Cuando, en la antigüedad, los libros eran un largo rollo de hojas de papiro pegadas por sus márgenes, en la encolada (kollon) en primer lugar (proto) se escribían los datos del contenido y las instrucciones de lectura. Y del griego pasó al latín la preposición “pro” como lo que está delante y a la vista.

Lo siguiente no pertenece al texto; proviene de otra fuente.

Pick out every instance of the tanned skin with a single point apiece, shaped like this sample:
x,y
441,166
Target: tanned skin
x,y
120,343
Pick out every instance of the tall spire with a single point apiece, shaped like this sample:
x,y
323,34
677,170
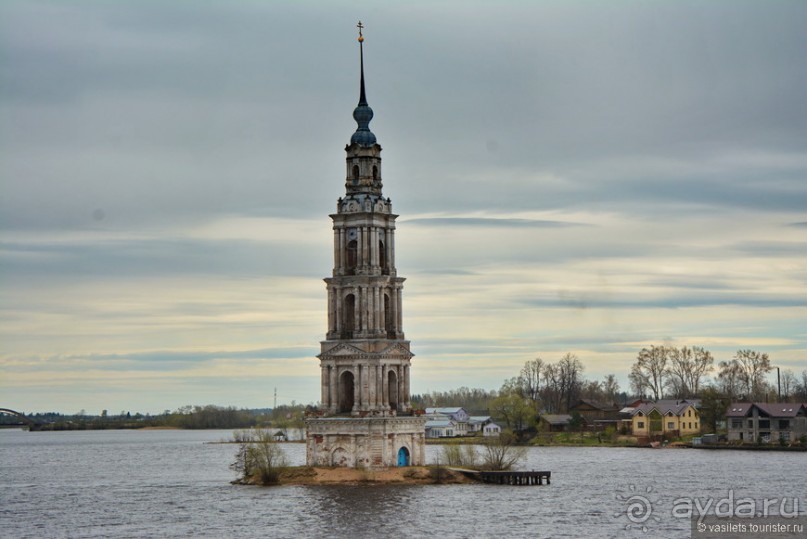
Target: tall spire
x,y
362,113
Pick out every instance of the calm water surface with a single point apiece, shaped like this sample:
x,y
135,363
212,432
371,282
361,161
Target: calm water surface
x,y
176,484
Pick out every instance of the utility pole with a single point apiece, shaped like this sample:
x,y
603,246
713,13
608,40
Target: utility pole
x,y
779,383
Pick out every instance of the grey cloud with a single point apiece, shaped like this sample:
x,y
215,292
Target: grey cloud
x,y
488,222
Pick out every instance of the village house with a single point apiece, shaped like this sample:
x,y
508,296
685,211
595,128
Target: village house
x,y
457,415
491,429
666,417
766,422
440,428
554,422
597,415
483,424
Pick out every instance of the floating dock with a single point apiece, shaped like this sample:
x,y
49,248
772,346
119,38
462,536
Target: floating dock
x,y
521,478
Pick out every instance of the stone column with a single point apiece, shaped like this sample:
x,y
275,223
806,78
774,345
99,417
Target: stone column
x,y
400,387
336,257
324,379
379,308
391,248
384,389
394,314
398,303
341,266
334,393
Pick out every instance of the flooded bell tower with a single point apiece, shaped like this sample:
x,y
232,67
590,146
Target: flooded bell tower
x,y
365,418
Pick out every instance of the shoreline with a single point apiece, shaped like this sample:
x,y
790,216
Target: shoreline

Pero no hay protocolo que valga contra el autoengaño o la ocurrencia del que, no queriendo ver la mosca del contagio del ébola en su oreja, toma un avión en Tejas, o va a una peluquería en Madrid poniendo en riesgo a medio mundo. ¿No estaba a la vista (“pro”) que, a los primeros síntomas, en lugar de darle largas, debías salir pitando para tu hospital? ¿También lo que es de puro sentido común ha de estar protocolarizado?
Decir esto será poco delicado para con la persona voluntaria a la que, un fallo de protocolo (ahora sí) hospitalario, ha puesto en riesgo su vida; pero eso no implica que el hecho de que ocultara información sea falso. Y, uno, deseando fervientemente lo mejor a la enferma, no ve contradicción en lamentar que al Consejero de sanidad de Madrid le obliguen (y, lo peor, que él acepte) a decir digo donde dijo Diego. ¿Por qué ese empeño político (en su peor acepción) en mezclar las cosas? ¿Qué clase de dictadura es esa llamada “corrección política” que exige unanimidad en decir de lo que es, que no es?